Myth: Shaking a martini bruises it.
Busted by
Liquid Assets’ Marcos Tello: “Technically you can’t do this, however, if you are using vermouth in a cocktail it will ‘muddy’ the flavors that your vermouth imparts onto the finished drink. All the botanicals in the vermouth that you would normally taste if it was stirred kinda get ‘generalized’ when shaken.”

Myth: To properly make a Ramos Gin Fizz, you need to shake it for 12 minutes.
Busted by Liquid Assets’ Brent Falco:
“Back in the day you probably did [have to shake it that long] for maybe the icem but later it was showmanship of what that cocktail became. It does always comes out beautifully when you do allow that to happen. But now we have the science and the proper ice, if you actually let it rest you can make that same cocktail.”
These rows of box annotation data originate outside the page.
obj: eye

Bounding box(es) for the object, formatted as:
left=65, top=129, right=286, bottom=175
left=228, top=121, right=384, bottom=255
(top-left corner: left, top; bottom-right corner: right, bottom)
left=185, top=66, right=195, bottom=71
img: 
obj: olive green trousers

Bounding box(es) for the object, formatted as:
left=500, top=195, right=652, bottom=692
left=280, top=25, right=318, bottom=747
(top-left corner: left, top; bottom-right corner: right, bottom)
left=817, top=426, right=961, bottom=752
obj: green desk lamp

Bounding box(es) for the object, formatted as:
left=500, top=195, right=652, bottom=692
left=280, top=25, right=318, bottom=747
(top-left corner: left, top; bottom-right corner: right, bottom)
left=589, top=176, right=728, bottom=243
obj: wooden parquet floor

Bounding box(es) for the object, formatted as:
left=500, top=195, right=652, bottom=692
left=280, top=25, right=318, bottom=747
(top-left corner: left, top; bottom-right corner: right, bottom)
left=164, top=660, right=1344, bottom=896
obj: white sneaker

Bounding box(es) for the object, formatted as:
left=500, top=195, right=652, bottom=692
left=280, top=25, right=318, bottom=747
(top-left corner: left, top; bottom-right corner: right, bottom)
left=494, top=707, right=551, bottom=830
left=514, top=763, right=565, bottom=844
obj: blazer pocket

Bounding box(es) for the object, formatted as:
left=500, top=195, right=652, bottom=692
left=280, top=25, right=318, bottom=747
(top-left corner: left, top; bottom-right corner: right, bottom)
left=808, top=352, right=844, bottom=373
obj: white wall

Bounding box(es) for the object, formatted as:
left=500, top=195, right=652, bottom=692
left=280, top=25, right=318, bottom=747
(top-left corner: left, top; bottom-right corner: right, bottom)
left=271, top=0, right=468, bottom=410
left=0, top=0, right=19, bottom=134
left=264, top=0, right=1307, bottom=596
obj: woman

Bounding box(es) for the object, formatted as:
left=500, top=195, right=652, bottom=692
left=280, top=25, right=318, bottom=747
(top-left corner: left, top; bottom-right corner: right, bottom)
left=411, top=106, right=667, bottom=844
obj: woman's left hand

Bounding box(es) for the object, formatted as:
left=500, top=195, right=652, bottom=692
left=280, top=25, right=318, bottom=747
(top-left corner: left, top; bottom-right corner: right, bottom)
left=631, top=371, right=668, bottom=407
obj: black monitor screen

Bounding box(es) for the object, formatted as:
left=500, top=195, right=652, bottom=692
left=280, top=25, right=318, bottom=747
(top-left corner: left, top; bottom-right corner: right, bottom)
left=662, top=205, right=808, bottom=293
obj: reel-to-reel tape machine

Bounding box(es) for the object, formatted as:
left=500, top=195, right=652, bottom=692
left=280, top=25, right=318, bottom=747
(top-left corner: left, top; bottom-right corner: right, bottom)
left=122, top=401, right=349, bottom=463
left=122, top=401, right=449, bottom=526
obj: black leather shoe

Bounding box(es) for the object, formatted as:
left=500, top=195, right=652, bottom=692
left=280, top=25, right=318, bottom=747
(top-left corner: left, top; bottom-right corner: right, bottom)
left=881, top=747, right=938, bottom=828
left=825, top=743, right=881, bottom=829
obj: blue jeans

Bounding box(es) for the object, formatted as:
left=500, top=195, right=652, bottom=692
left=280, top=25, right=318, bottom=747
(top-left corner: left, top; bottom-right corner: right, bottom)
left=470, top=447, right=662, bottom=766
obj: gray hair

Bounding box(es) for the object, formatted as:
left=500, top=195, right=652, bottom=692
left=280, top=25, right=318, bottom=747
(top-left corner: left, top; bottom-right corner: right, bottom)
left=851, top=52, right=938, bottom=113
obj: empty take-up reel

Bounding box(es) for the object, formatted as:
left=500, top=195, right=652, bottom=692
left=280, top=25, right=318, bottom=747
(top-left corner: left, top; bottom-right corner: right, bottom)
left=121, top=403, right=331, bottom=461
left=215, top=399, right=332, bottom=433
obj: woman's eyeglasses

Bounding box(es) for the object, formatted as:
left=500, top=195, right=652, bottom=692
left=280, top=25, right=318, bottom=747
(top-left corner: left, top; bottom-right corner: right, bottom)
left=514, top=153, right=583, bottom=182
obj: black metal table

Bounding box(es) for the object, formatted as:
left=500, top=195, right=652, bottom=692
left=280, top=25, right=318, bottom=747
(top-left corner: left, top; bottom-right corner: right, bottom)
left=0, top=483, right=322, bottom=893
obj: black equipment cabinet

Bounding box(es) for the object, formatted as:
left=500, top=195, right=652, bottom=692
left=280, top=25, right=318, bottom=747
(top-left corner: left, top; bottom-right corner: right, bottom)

Myth: Tequila is a stimulant.
Busted by
Bar Harlowe’s Kyle Ackley: “Although agave spirits can supply an ‘alternate high’ if you will, the fact remains that it still contains alcohol. Which, regardless of distillation methods, is still a depressant. It’s like saying an Irish coffee is purely a stimulant because the coffee has caffeine. But, it still has plenty of booze in it. Hence, depressant.”

Myth: Vodka made from potatoes is the only gluten-free spirit.
Busted by
No Vacancy’s Nick Vitulli: “When you bring any distillate to 173 degrees Fahrenheit any and all remnants of gluten are completely eliminated. All straight spirits are gluten-free no matter what they’re made out of.”

*Of course there are still disagreements among the bar community about some of these. Like the flaming peel thing, The Eveleigh’s Dave Kupchinsky says, “Giovanni is full of shit and doesn’t know what he is talking about. It is completely overused and inappropriately used in most cases, but on certain drinks does make a difference. A subtle one, but a difference nevertheless.”